Cutting FICA and corporate taxes would be an good early step, as both dramatically affect the 99%. Annual increases in the standard income tax deduction, and a reverse income tax also would provide benefits from the bottom up. Both would narrow the Gap.
8. TAX THE VERY RICH (THE “.1%) MORE, WITH HIGHER PROGRESSIVE TAX RATES ON ALL FORMS OF INCOME. (TROPHIC CASCADE)
There was a time when I argued against increasing anyone’s federal taxes. After all, the federal government has no need for tax dollars, and all taxes reduce Gross Domestic Product, thereby negatively affecting the entire economy, including the 99.9%.
But I have come to realize that narrowing the Gap requires trimming the top. It simply would not be possible to provide the 99.9% with enough benefits to narrow the Gap in any meaningful way. Bill Gates reportedly owns $70 billion. To get to that level, he must have been earning $10 billion a year. Pick any acceptable Gap (1000 to 1?), and the lowest paid American would have to receive $10 million a year. Unreasonable.

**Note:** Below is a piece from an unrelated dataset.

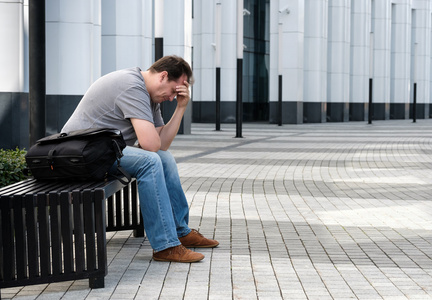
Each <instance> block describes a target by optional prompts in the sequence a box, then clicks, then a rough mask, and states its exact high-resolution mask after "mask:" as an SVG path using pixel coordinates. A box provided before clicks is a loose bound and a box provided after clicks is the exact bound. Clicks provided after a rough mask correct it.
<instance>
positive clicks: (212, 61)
mask: <svg viewBox="0 0 432 300" xmlns="http://www.w3.org/2000/svg"><path fill="white" fill-rule="evenodd" d="M215 2H216V1H209V2H207V3H203V2H201V1H195V3H194V9H195V13H194V19H193V45H194V53H193V72H194V76H195V84H194V87H193V91H194V99H193V100H194V101H197V102H200V101H202V102H211V101H214V99H215V71H214V70H215V67H216V65H215V63H216V62H215V58H216V57H215V48H214V46H213V43H215V21H214V16H215V7H216V4H215ZM223 6H224V5H222V9H224V7H223ZM221 50H222V51H223V48H222V49H221ZM222 61H223V60H222ZM221 77H222V76H221ZM222 86H223V85H222ZM224 88H225V87H224ZM221 91H223V89H221Z"/></svg>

9. FEDERAL OWNERSHIP OF ALL BANKS (Click The end of private banking and How should America decide “who-gets-money”?)
Banks have created all the dollars that exist. Even dollars created at the direction of the federal government, actually come into being when banks increase the numbers in checking accounts. This gives the banks enormous financial power, and as we all know, power corrupts — especially when multiplied by a profit motive.
Although the federal government also is powerful and corrupted, it does not suffer from a profit motive, the world’s most corrupting influence.
10. INCREASE FEDERAL SPENDING ON THE MYRIAD INITIATIVES THAT BENEFIT AMERICA’S 99.9% (Federal agencies)Browse the agencies. See how many agencies benefit the lower- and middle-income/wealth/ power groups, by adding dollars to the economy and/or by actions more beneficial to the 99.9% than to the .1%.
Save this reference as your primer to current economics. Sadly, much of the material is not being taught in American schools, which is all the more reason for you to use it.
The Ten Steps will grow the economy, and narrow the income/wealth/power Gap between the rich and you.